2. COMPETENCE PROFESSIONNELLE ET PERFECTIONNEMENT
Le psychopraticien doit exercer sa profession de manière compétente et dans le respect de l'éthique.
Il doit se tenir au courant des recherches et du développement scientifique de la psychothérapie - ce qui implique une formation continue permanente.
Le psychopraticien est tenu de ne pratiquer que les méthodes de traitement et dans les domaines de la psychothérapie pour lesquels il peut justifier de connaissances et d'une expérience suffisante.

3. LE SECRET PROFESSIONNEL
Le psychopraticien et son équipe éventuelle sont soumis au secret professionnel absolu concernant tout ce qui leur est confié dans l'exercice de leur profession. Cette même obligation s'applique dans le cadre de la supervision.

4. CADRE DE LA THERAPIE
Dès le début de la thérapie, le psychopraticien doit attirer l'attention de son client sur ses droits et souligner les points suivants :
• Type de méthode employé (s'il le juge approprié à la situation du client). Il précise les conditions de travail (y compris les conditions d'annulation ou d'arrêt),
• Durée présumée du traitement,
• Conditions financières (honoraires, prises en charge, règlement des séances manquées),
• Secret professionnel,
• Possibilité de recours en cas de litige.
Le patient/client doit pouvoir décider lui-même si et avec qui il veut entreprendre un traitement (libre choix du thérapeute).
Le psychopraticien est dans l'obligation d'assumer ses responsabilités compte tenu des conditions particulières de confiance et de dépendance qui caractérisent la relation thérapeutique. Il y a abus de cette relation à partir du moment où le psychopraticien manque à son devoir et à sa responsabilité envers son patient/client pour satisfaire son intérêt personnel (par exemple : sur le plan sexuel, émotionnel, social ou économique). Toute forme d'abus représente une infraction aux directives déontologiques spécifiques concernant la profession de psychopraticien. L'entière responsabilité des abus incombe au psychopraticien. Tout agissement irresponsable dans le cadre de la relation de confiance et de dépendance créée par la psychothérapie constitue une faute grave.

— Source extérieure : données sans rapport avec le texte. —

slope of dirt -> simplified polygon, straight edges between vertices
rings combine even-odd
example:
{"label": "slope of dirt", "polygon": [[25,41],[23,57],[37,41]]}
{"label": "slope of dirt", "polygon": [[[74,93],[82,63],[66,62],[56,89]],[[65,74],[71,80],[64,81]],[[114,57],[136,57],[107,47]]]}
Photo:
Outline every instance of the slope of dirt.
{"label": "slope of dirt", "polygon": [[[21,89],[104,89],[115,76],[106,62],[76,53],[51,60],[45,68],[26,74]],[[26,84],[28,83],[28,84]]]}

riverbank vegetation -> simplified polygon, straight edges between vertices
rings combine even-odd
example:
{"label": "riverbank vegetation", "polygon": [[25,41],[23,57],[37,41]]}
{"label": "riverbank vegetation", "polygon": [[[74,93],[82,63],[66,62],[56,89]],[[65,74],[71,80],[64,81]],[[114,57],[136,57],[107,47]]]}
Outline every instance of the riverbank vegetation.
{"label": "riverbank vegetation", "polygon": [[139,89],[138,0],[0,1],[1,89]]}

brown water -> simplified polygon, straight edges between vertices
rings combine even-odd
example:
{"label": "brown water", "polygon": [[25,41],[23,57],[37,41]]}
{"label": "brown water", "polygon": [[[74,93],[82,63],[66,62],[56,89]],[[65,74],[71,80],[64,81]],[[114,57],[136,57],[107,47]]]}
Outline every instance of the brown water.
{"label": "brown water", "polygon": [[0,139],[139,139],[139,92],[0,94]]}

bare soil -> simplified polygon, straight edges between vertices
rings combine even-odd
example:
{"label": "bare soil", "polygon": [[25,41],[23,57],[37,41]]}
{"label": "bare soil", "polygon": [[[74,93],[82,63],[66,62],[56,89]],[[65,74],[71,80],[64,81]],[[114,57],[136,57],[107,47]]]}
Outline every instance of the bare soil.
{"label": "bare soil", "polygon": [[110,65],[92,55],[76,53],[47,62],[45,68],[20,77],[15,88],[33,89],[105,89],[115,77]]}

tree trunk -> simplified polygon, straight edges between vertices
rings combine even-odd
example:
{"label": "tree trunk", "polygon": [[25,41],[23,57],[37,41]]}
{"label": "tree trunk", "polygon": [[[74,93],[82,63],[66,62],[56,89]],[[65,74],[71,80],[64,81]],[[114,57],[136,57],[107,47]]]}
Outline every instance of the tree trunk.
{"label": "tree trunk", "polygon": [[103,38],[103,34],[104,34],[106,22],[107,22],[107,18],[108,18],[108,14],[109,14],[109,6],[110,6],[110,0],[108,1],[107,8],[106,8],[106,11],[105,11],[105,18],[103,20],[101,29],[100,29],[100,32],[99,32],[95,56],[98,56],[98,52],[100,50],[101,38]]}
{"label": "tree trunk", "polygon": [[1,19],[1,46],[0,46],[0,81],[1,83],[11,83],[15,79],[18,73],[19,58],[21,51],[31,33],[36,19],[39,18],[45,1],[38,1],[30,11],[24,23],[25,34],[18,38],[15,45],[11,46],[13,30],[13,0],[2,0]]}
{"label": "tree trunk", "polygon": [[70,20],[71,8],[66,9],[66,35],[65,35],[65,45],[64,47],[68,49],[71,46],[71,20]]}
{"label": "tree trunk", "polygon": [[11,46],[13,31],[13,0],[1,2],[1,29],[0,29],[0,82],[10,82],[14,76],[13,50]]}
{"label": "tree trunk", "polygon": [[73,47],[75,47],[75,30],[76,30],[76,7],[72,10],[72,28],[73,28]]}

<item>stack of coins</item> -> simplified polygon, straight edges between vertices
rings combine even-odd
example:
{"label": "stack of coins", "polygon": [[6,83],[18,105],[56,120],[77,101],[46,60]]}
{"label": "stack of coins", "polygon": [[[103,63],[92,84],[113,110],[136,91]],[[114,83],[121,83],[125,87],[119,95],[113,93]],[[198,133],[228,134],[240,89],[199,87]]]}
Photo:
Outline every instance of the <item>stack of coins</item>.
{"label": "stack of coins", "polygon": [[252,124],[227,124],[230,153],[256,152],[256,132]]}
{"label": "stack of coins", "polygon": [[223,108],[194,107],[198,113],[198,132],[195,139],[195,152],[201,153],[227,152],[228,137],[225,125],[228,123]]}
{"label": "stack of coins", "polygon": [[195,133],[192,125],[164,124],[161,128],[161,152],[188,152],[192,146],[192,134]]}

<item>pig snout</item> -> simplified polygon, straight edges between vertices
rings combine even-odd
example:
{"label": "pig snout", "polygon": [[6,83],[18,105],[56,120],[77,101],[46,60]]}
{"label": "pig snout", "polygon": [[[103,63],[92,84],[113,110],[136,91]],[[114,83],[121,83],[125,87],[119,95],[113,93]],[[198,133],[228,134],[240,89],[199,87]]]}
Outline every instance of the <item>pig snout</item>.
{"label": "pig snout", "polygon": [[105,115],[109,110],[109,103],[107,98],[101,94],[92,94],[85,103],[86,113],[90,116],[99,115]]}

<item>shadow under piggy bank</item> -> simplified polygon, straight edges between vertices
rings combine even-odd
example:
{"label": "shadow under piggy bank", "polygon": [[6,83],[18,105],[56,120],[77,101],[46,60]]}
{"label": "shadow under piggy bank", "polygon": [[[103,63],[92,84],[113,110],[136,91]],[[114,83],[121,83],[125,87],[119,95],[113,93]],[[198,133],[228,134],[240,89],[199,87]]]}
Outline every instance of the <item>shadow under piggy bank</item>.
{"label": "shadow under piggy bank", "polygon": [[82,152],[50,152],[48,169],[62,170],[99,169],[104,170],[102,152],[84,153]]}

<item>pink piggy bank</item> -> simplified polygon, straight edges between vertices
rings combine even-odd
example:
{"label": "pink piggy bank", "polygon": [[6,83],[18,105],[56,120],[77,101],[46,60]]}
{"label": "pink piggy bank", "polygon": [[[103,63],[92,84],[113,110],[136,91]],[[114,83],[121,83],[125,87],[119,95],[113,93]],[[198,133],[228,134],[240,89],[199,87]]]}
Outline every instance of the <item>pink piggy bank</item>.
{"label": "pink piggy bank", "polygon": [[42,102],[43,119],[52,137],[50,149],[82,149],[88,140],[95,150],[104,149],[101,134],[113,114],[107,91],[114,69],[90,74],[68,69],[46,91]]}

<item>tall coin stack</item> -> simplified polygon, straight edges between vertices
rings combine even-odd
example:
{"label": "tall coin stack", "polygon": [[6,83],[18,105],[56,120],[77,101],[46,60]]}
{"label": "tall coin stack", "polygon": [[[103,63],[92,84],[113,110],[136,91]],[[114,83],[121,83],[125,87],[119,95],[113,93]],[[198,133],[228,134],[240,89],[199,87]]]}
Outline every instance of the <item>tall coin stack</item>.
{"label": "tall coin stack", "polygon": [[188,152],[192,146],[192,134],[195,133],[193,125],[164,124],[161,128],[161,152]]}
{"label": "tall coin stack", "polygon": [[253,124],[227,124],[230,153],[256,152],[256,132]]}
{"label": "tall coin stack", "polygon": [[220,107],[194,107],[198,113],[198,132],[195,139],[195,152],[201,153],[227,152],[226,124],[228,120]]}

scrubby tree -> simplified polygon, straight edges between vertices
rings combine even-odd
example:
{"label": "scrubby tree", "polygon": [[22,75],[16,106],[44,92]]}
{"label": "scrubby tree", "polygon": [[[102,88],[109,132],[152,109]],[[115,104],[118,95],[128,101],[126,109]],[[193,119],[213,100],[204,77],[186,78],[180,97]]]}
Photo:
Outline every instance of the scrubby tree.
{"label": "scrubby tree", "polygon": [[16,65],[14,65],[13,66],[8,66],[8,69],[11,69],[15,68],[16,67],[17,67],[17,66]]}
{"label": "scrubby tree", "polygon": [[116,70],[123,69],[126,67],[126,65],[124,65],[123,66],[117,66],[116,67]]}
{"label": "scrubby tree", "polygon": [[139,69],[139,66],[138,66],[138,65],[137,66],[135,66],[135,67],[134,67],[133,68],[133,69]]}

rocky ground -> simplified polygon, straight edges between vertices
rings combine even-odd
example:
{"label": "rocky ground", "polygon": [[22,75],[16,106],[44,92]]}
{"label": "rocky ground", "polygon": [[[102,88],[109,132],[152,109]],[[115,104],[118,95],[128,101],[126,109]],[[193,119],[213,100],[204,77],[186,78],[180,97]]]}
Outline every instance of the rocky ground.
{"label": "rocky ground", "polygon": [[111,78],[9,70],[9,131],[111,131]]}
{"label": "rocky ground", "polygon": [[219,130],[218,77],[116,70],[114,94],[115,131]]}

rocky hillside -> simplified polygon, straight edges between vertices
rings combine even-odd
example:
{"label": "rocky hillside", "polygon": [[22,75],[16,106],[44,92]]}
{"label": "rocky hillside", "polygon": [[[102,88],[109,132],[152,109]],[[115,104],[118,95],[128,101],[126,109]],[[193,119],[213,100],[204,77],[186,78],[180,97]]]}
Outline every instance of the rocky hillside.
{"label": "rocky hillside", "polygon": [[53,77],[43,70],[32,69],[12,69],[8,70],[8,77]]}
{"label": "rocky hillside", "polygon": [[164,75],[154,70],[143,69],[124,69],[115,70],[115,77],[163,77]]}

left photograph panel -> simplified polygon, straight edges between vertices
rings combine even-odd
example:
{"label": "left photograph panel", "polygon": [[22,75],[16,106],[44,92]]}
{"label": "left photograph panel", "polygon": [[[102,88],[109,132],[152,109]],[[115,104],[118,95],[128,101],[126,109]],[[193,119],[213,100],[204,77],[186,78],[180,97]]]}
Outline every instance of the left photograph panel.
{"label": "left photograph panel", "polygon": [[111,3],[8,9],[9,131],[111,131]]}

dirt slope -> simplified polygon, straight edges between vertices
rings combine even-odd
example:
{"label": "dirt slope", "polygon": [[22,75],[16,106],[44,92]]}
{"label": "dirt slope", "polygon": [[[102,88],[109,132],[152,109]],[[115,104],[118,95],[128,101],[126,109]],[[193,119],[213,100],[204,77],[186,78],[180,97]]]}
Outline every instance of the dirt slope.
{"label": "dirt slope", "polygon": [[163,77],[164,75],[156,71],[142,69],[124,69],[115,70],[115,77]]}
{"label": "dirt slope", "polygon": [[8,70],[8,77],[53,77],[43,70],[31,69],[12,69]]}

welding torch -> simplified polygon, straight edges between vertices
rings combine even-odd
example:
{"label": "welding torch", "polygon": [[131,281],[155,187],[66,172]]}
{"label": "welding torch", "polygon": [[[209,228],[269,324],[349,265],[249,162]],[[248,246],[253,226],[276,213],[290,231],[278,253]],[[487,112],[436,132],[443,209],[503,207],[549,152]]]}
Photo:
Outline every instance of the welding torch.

5. OBLIGATION DE FOURNIR DES INFORMATIONS EXACTES ET OBJECTIVES
Les informations fournies au patient/client concernant les conditions dans lesquelles se déroule le traitement doivent être exactes, objectives et reposer sur des faits.
Toute publicité mensongère est interdite. Exemples :
• Promesses irréalistes de guérison,
• Référence à de nombreuses approches thérapeutiques différentes, ce qui laisserait supposer une formation plus étendue qu'elle ne l'est en réalité (formations entamées et non terminées).

6. RELATIONS PROFESSIONNELLES AVEC LES COLLEGUES
Si nécessaire, le psychopraticien doit travailler de manière interdisciplinaire avec des représentants d'autres sciences, dans l'intérêt du patient/client.

7. PRINCIPES DEONTOLOGIQUES CONCERNANT LA FORMATION
Ces principes déontologiques s'appliquent également, par analogie, aux rapports entre formateurs et élèves.

8. CONTRIBUTION A LA SANTE PUBLIQUE
La responsabilité des psychopraticiens au niveau de la société exige qu'ils travaillent à contribuer au maintien et à l'établissement de conditions de vie susceptibles de promouvoir, sauvegarder et rétablir la santé psychique, la maturation et l'épanouissement de l'être humain.

9. RECHERCHE EN PSYCHOTHERAPIE
Afin de promouvoir l'évolution scientifique de la psychothérapie et l'étude de ses effets, le psychopraticien doit, dans la mesure du possible, collaborer à des travaux de recherche entrepris dans ce sens. Les principes déontologiques définis plus haut doivent également être respectés à l'occasion de ces travaux de recherche et lors de leur publication. Les intérêts du patient/client restent prioritaires.

10. INFRACTION AUX REGLES DE DEONTOLOGIE
Les sociétés nationales sont dans l'obligation de créer des instances de recours et d'arbitrage en cas de litige.

11. OBLIGATIONS DES ORGANISMES NATIONAUX DE L'EAP
Les organismes nationaux doivent exiger que leurs membres praticiens établissent des règles déontologiques compatibles avec les principes du code de déontologie de l'EAP.